The CFD cool down analysis results are needed for calculating the coldest spot in the system. Using the CFD analyses results and the temperature in the sensor spot, the temperature in the coldest spot and where it is located can always be estimated. The coldest spot is not always at the same location during the cool down, but this is not of particular interest. The important thing for the operator to know is the lowest temperature in the system, no matter the exact location.

The temperature cool down curve for the spot with the temperature sensor is a function of time. The temperature in the coldest spot can then, for example, be estimated for every minute the next 12 hours, and give the operator the curve for the temperature development for the coldest spot at all times. From this, the time it takes for one location in the system to reach the temperature when hydrates are formed can also be given to the operator.

The thermal adviser will thus monitor the change in temperature from the sensor and can calculate an estimation at what time the temperature will reach a critical value in the coldest spot (step 106 in Fig. 2). All these measures during the cool down sequence may be stored as historical data in e.g. the memory storage means 12 that can be used later (step 108 in Fig. 2).

The thermal adviser could have a number of functionalities:

- it will provide a continuous look-ahead on the cold spot temperature of the system that is modelled,

- it can respond to changes in the originally assumed data such as

- changes in flowing wellhead temperature (FWHT),

- changes in the fluid properties such as gas content, water cut, salinity etc. due to well changes or the phasing in of new production wells, giving different starting points for the cool down, different hydrate equibrillium properties etc.

- act as an analytical tool to detect changes in predicted cool down progress that is the result of insulation degradation or saturation, damage to coating, growth on coating, waxing/scaling, changes in gas/oil ratio and/or water cut, insulation properties due to aging and/or damage, etc.

- new wells might be brought into the system that may have thermo-physical properties that are substantially different from those assumed in the basis of design so that the system deviates significantly from that assumed in the original basis of design cool down criteria. A new cool down criteria can be calculated based on this change and advise for e.g. mono ethylene glycol (MEG) injection may be given. In order to be able to detect changes in the insulation properties and thus thermal resistance, the thermal adviser makes use of the stored historical data retrieved from the memory. The historical data can provide estimated values that are proportional to the degree of insulation. The design data provides one such value, and after each cool down sequence a new value is generated. The value itself may not be important, but the drift in the values may indicate a change in the thermal properties (step 1 10 in Fig. 2). This information can be used by the thermal adviser to modify its cool down estimation but can also be provided to the operator of the thermal adviser for suitable actions.

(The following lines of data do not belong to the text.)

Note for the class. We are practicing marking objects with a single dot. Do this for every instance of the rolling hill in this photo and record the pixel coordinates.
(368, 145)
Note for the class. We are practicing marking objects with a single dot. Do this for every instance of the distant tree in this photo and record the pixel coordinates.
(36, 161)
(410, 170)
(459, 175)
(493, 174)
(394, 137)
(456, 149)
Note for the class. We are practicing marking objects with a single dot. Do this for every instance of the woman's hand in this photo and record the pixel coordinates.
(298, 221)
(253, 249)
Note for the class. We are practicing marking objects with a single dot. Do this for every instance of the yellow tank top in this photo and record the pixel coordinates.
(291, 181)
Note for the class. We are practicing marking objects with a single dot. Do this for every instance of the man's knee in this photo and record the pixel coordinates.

Thermal adviser software provides estimates of temperature by using fundamental thermal relations, either indirectly through processing of different CFD scenarios analysed during the engineering or directly through analysis of the input data and correlation with the equations as will be described further below by way of example.

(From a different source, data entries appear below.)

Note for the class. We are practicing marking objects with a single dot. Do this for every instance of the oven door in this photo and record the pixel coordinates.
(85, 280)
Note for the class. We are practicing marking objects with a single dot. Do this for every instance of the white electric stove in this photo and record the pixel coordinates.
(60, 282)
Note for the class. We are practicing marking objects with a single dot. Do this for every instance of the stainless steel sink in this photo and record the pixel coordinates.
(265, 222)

A part of the thermal adviser software will monitor the temperature progress across an extended distance of equipment, such as a manifold structure, to detect any changes in thermal properties across this structure. Starting with the one dimensional heat transfer eqgation:

pVCvdT/dt =∑i Ui A (Ti - T) where ∑i Ui Ai = 1/(RCONTENT + RSTEEL + RINSUL + ROUT)

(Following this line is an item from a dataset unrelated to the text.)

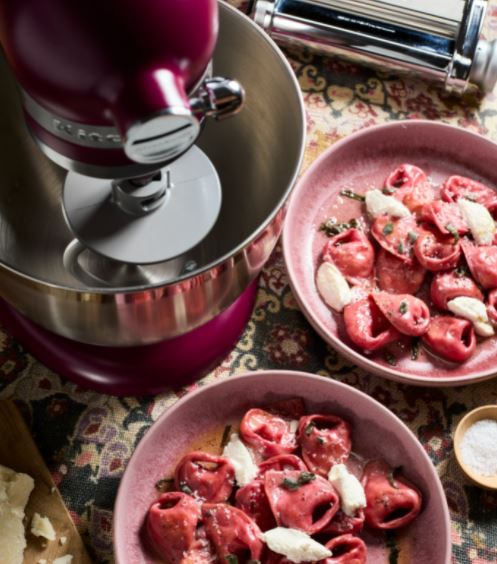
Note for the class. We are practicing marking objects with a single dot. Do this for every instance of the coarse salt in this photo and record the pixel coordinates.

The thermal resistance in convection heat transfer from internal fluid to pipe

(RCONTENT), and also from outside pipe/insulation (ROUT) to surroundings is given by R = 1/(hA)

where

h = convection heat transfer coefficient (h _m or h _ou t)

A = the surface area that the fluid or gas is in contact with The thermal resistance against heat transfer through a medium is given by

RM = In [(RO/RI)/2*TT*KM*L] where

RM = RSTEEL OR RINSUL = RESISTANCE IN STEEL OR INSULATION

KM = KSTEEL OR KINSUL = THERMAL CONDUCTIVITY IN STEEL AND INSULATION Ro = OUTER RADIUS OF CYLINDER IN THE ACTUAL MEDIUM (STEEL OR INSULATION)

Ri = INNER RADIUS OF CYLINDER IN THE ACTUAL MEDIUM (STEEL OR

INSULATION)

L = LENGTH OF CYLINDER The measured temperature progress is compared to the calculated temperature progress that may be determined from the general energy balance equation as given below.

~ [Pfl. _d C _v (T _f - (T _l - T _ref )A _layer dz] ∞(U _e// A(T _f - T _em ))

where

p: density of fluid or solid

C _V : heat capacity at constant volume

CP: heat capacity at constant pressure

T: temperature

Tref: reference temperature for thermodynamic calculation

A: surface area

Z: radial thickness

Ueft: total heat transfer coefficient

subscripts:

fluid, f: fluid property

ref: reference temperature for thermodynamic calculation

in: inner wall property (area)

layer: property of distinct material layer solids: solid properties

env: environment/ambient condition

To solve this equation the thermal adviser software will thus be provided with the fluid properties, fluid flow, fluid temperature and pressure. In the case where the thermal adviser is working within the context of the online modelling system 24 such as EDPM system (eField Dynamic Production Management System), all these data are available through the EDPM system interface. If the thermal adviser is a standalone application, it will have to work on a combination of parameters like system geometry (diameters, elevation, bends etc), material properties and ambient conditions and data readings from flow meters, pressure sensors 26 and temperature sensors 22.

The thermal adviser could also be successfully integrated with other software packages that perform flow calculations.

When the energy balance equation has been solved and the other factors that are inputs to the equation are known, an adjusted total heat transfer coefficient, or U value (in W/m ² K) can be derived. The following example illustrates how the thermal adviser will calculate during one cool down:

For this example it is supposed that CFD results for normal production conditions at 80 °C, and then CFD results for 70, 60, 50, 40, 30, 20 °C are available. Results for any lower temperatures are not of interest in this case. The temperatures for which the CFD results are defined, are valid for one specific spot in the analysed area of the system, where a temperature sensor is located. The CFD results can be 2-D images as shown in Fig. 1 , but more often it will be 3-D representations of the CFD results.

At a certain time, the temperature in the sensor spot is 67 °C, and the temperature in the coldest spot in the system at this time is to be found. The adviser then has to interpolate between the CFD results for 60 and 70 °C to create a "chart" for 67 °C. It then uses the interpolated results to estimate the temperature in the coldest spot (and can also give the location) when the temperature in the sensor spot is 67 °C.

All numbers in this example are purely made up for illustration purpose. Numbers will also vary with the different systems analysed.

The present invention may be implemented as software, hardware, or a combination thereof. A computer program product or a computer program implementing the method or a part thereof comprises software or a computer program run on a general purpose or specially adapted computer, processor or microprocessor. The software includes computer program code elements or software code portions that make the computer perform the method. The program may be stored in whole or part, on, or in, one or more suitable computer readable media or data storage means such as a magnetic disk, CD-ROM or DVD disk, hard disk, magneto-optical memory storage means, in RAM or volatile memory, in ROM or flash memory, as firmware, or on a data server. Such a computer program product or a computer program can also be supplied via a network, such as Internet.

It is to be understood that the embodiments described above and illustrated in the drawings are to be regarded only as non-limiting examples of the present invention and may be modified in many ways within the scope of the appended claims.